“Technically, it was before the frustration. But, yes.” For the first time in hours, he felt like smiling. “You seemed to be in need.”
She was finally close enough to take the pouch, and when she sent him a quick glance of curiosity and thanks as she opened it, he felt it all the way down in his stomach. By Neptune, she had the loveliest eyes. And they got all the more beautiful when she unwrapped the set of paintbrushes and joy lit them. “Thad—how did you know I needed these exact ones?”
“They seemed the scraggliest of your set. Did I get the sizes and shapes right?”
“Exactly so.” For a moment he thought she might embrace him, the way she leaned onto her toes and strained forward, but proper breeding apparently won out—blast it to pieces—and she merely clutched the brushes to her chest. “You cannot know what this means to me today. Or perhaps you can, as you always seem to divine what people most need.”
A snort slipped out, and Thad paced to the open window. “If only everyone agreed. Sometimes trying to convince them feels akin to bashing one’s head against a rock.”
“He is always like this after a trip to Washington City,” Father said. Normal, everyday words. But Thad heard the note of warning hidden beneath the syllables. And certainly didn’t miss the sign he made. Careful.
Thad leaned into the windowsill and folded his arms. “A letter arrived yesterday from Belgium. The ambassador in Ghent reported that the British people have been crying against us, demanding retribution for our perceived audacity. Tallmadge said—”
“Ah, good ol’ Ben.” Father all but leaped to the edge of his seat, his hard-glinting eyes belying the bright smile on his face. He brushed his right hand twice over his left fist. Enough. “An old friend of ours, Gwyneth.”
Thad sighed and rubbed a hand over his face, half wishing he could obey the silent commands. “Madison called a cabinet meeting this morning. They all dismissed his concerns.”
“And already it is the subject of gossip?” Father chuckled.
A question that deserved ignoring. “We must take action. An attack is coming, and we are grossly unprepared.”
Father’s false mirth faded to sobriety, but still Thad could see the protective wall shuttering his eyes. “There is only so much we can do, son. You can talk with the leader of your regiment—”
“There is much we can do, Father, but it is going to require creativity and something I know will make you and Mother uncomfortable—the Culpers need to act.”
“Culpers?” Though she could have no familiarity with the name, Gwyneth had obviously noted the tension pulsing in the room and had backed herself into the edge of the table. “Who are they?”
Father stood, a tic in his jaw. “Thaddeus Lane, you are not—”
“—a child,” he finished for him. “Nor am I alone in my feelings. Tallmadge agrees. It is not enough anymore to ferry information from one location to another, not when those who should be acting on it continue to twirl their thumbs!”
The clatter of wood on wood interrupted, and one of the paintbrushes rolled to his boot. Gwyneth went deathly pale, her eyes round, her lips quivering.
And she was looking at him as though he were a masked highwayman waiting to relieve her of her jewels. “You…you are a…spy?”
Father muttered a choice word—in Latin, which was all Mother ever let slide—and tossed The Handmaid to the Arts onto his chair. “Thad!”

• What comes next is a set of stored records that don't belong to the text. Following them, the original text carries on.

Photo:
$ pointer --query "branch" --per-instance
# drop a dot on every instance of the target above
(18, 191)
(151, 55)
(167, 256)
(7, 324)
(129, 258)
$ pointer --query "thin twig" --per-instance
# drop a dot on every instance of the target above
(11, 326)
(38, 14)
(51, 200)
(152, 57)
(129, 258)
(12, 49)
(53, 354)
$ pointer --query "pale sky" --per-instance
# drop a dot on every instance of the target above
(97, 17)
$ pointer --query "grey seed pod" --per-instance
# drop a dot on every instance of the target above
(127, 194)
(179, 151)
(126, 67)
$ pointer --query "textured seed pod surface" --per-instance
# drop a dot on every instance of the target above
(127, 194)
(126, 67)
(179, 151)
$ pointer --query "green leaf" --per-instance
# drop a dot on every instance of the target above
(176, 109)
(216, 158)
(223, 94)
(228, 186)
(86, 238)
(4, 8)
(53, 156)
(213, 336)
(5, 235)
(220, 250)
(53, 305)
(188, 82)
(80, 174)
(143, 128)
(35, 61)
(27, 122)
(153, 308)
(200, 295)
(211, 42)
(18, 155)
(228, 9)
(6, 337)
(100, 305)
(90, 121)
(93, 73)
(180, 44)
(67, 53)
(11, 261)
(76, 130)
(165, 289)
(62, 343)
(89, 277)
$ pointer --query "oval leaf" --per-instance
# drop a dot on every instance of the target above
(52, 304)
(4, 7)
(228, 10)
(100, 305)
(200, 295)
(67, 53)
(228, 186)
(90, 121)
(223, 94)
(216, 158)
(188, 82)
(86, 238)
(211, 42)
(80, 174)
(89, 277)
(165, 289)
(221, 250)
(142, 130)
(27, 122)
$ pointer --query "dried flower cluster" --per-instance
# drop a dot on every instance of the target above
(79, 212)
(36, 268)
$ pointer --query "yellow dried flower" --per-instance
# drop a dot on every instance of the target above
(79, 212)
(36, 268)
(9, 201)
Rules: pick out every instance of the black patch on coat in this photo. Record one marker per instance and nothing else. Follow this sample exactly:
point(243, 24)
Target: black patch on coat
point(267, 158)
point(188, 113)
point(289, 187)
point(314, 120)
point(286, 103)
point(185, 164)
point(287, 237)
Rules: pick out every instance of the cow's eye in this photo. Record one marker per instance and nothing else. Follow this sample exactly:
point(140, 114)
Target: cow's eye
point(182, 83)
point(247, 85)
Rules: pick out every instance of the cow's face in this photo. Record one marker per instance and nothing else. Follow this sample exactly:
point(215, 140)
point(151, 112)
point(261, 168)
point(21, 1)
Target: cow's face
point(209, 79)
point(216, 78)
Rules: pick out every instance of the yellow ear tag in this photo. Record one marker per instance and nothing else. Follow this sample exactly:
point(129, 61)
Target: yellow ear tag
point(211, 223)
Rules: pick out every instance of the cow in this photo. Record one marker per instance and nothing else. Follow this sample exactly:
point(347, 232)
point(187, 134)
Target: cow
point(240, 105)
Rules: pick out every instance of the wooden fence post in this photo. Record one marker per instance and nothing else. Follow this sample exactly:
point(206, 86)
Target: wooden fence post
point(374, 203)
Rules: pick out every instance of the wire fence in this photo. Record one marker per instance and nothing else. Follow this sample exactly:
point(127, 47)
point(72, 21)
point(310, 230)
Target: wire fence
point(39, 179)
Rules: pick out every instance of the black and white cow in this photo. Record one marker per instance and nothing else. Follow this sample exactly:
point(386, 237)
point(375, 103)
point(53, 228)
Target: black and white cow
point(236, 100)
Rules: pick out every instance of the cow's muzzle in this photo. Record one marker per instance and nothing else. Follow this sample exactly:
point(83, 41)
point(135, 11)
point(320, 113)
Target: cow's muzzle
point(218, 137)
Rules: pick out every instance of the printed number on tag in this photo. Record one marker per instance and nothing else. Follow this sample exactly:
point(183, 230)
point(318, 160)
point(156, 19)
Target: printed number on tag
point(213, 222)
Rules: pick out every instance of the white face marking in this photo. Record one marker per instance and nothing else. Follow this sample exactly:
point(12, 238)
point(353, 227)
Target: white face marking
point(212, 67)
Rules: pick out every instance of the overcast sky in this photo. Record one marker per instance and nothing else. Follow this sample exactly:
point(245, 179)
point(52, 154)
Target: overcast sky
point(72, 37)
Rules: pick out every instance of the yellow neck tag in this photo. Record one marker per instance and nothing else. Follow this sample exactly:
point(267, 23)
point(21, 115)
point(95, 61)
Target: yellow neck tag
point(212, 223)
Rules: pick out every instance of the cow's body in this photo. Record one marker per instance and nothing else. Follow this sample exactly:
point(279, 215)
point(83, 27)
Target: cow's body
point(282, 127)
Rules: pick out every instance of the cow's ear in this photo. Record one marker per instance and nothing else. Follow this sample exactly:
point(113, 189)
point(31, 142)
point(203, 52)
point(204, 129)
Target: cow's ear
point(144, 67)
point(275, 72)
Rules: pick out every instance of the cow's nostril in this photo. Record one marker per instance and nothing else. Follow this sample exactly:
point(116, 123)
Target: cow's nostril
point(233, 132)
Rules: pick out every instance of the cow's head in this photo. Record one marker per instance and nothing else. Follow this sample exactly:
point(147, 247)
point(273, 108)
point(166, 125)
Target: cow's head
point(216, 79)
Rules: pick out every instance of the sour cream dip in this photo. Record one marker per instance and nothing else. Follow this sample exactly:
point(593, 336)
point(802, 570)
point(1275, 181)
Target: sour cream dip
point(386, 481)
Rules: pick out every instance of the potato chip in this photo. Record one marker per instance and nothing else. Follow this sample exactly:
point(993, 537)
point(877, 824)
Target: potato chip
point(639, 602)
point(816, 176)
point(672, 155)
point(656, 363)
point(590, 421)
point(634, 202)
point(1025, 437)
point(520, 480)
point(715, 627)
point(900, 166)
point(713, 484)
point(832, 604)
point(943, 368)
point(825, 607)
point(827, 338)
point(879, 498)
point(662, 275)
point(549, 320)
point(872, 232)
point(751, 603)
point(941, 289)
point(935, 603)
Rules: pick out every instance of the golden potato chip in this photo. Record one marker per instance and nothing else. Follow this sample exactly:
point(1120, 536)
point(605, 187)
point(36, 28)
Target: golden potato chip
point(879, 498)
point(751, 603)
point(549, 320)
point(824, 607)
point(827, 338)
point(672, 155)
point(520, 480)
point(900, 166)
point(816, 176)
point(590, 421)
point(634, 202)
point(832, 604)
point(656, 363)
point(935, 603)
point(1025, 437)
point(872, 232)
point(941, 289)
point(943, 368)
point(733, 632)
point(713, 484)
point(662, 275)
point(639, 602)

“Spy is hardly the best word.” He couldn’t quite restrain his smile. “I am no cloaked fiend out to steal secrets and pass them to the highest bidder, sweet. Merely someone in a position to help my country by keeping its leaders abreast of the goings-on.”
“Someone who will have a tanned hide once his mother gets ahold of him.”
His father’s mumble stole his attention for only a beat. Far more concerning was the way Gwyneth shook her head as if in a trance. “Why are you telling me this?”
Father folded his arms. “Yes, Thaddeus, why are you telling her this?”
He looked from sire to guest, the answer more a certainty in his gut than a fact he could put upon paper. And all the more trustworthy for that as facts were so easily twisted. “Because,” he said, silently bidding her to meet his gaze and waiting until she did, “she is already involved.”
Fifteen
Gwyneth wished, prayed she would wake up and prove this scene nothing more than another nightmare. But despite the table corner biting into her palm, the image wouldn’t waver. Instead, Thad’s words kept echoing through her head.